ウミガメにしては体は滑らかで、少しの光で照り輝いている。全く違う生き物であることは幼いネッド少年にも理解できた。蒼い体と朱色の瞳の生き物は、か弱く「ぴい」と鳴くと、ぐったりと伏せて動かなくなる。少年は急いで帽子の中に生き物を入れ、自宅へと駆けた。
母親は出掛けていた為、家の中は静かであった。少年は帰宅するなり、自宅の側の海から水をバケツに汲み、生き物を浮かばせる。小さく動いていた蒼き生き物は徐々に元気を取り戻し、ヒヨコが鳴くように「ぴいぴい」と声を上げた。
バケツが小さいようで、前のヒレで水面を掻くように叩く度に水飛沫がネッド少年の顔にかかり、彼の右頰の古傷をひりひりと刺激した。
「君は何処から来たんだい?」少年は生き物を指先で撫でながら尋ねた。生き物は「ぴい」と鳴くだけで、一向に答えは出ない。
何度か会話にならない会話をしているうち、ネッド少年は、この生き物を飼ってやりたいと思い始めた。なに、母親に見つからなければ大丈夫なのだ。夜に帰ってくる以外、外で働いている母親に見つかる筈がない。生き物が大きくなれば海に帰してやればいいだろう。そう思った少年は、生き物に名前をつけてやることにした。
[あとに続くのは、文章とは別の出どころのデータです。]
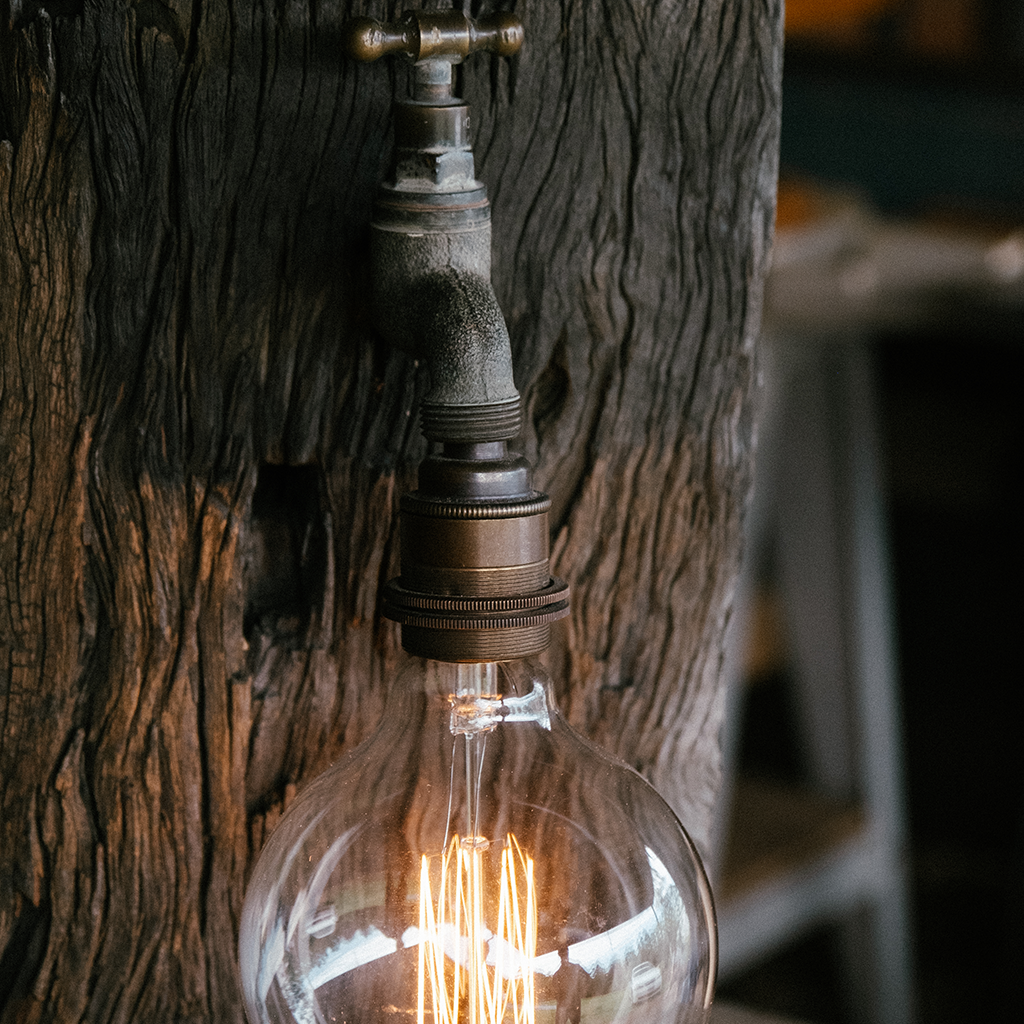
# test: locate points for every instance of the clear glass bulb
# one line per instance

「ノースはどうだろうか」ネッド少年が生き物に尋ねる。生き物は気に入らないのか、首を振るような仕草をすると少年の長い前髪に水をかけた。
暫く、名前を言う度に水をかけられ続けると少年は何かを思いついた。
「コンセイユはどうだろう?フランカ語で助言やアドバイスという意味だよ。僕は君に色んなことを教えてもらいたいんだ」
「ぴい!」
コンセイユは活気溢れる声で鳴いた。